Ma questa attenzione ha solo una valenza estetica o c’è qualche motivo scientifico per preferire un bicchiere piuttosto che un altro? A questa domanda ha cercato di rispondere un gruppo di ricercatori giapponesi; il gruppo ha costruito uno strumento in grado di misurare come le molecole aromatiche salgano dal vino al naso dell’assaggiatore in funzione della forma del bicchiere. In realtà esistono già degli strumenti in grado di misurare un sacco di caratteristiche chimiche del vino ma in questo caso lo scopo degli scienziati è proprio fare una “mappa in tempo reale” del profumo che sale dal vino, essendo così sensibili al bicchiere, come già accennato ma anche, ad esempio, alla temperatura di servizio.

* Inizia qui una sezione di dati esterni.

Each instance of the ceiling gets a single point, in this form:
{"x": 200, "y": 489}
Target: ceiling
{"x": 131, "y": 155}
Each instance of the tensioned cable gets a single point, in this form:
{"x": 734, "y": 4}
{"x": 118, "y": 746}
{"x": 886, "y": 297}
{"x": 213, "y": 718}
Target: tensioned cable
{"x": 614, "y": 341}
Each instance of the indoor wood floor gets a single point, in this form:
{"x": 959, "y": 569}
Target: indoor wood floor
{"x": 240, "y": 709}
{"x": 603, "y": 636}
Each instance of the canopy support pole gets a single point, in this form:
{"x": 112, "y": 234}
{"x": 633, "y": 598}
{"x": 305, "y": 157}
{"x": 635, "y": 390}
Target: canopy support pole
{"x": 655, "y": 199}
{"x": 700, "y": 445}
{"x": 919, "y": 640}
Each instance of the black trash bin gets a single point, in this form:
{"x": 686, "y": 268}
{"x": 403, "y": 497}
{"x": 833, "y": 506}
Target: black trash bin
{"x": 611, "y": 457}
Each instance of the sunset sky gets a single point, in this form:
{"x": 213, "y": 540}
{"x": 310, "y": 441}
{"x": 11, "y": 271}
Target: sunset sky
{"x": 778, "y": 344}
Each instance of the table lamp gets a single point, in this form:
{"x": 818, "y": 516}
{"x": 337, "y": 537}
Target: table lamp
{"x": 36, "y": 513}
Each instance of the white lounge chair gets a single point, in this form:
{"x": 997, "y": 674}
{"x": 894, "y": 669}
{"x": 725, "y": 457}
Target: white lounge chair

Questo parametro è molto variabile, a seconda del tipo di vino: si passa infatti dai circa 5ºC per i vini passiti e per gli spumanti dolci, ai 7ºC per gli spumanti secchi e i vini bianchi più delicati, ai 9ºC per i bianchi più strutturati, agli 11ºC per i rossi leggeri, ai 13ºC per i rossi di medio corpo ed invecchiamento, ai 15ºC ed oltre per i grandi vini rossi molto invecchiati: anche la natura del profumo è molto variabile, intensissima e caratterizzata da frutti maturi e sentori conciati per i passiti, delicata e tendente al floreale ed erbaceo per molti vini bianchi, di media forza con sentori speziati e legati ai frutti rossi freschi per la maggior parte dei vini rossi. Anche la concentrazione di alcol, più volatile dell’acqua, contribuisce a rendere più o meno intensi gli aromi, fino a che non si sente pizzicare il naso per l’alcolitità eccessiva, almeno.

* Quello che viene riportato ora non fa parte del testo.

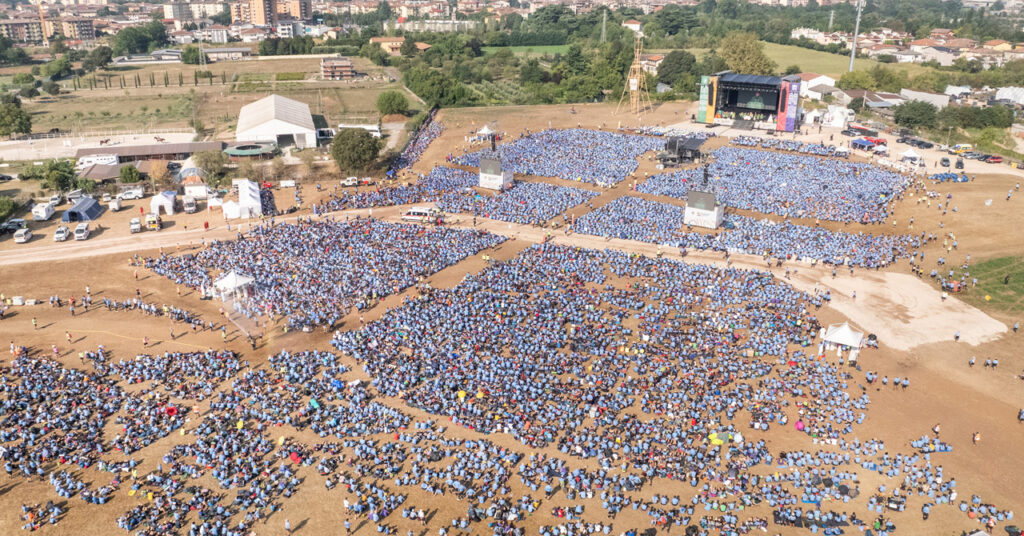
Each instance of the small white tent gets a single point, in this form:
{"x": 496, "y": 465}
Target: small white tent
{"x": 164, "y": 200}
{"x": 232, "y": 282}
{"x": 844, "y": 335}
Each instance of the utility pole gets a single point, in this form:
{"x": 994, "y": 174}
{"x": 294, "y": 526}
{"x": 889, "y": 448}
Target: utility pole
{"x": 856, "y": 30}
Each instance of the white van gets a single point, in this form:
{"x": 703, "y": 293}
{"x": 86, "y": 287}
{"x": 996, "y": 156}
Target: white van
{"x": 421, "y": 214}
{"x": 23, "y": 236}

Ma veniamo alle misure dei ricercatori giapponesi. Per valutare la velocità di evaporazione dell’etanolo dal vino e la sua distribuzione, e con essa la concentrazione di sostanze aromatiche che salgono al naso del degustatore, hanno costruito uno “schermo” da posizionare sopra il bicchiere, costituito da un telo di cotone impregnato di diverse sostanze chimiche: in particolare, l’enzima alcol-ossidasi che, con l’ossigeno, decompone l’alcol etilico in perossido di idrogeno e acetaldeide, e luminol, che, a contatto con il perossido di idrogeno, se illuminato con una lampada ultravioletta emette luce blu.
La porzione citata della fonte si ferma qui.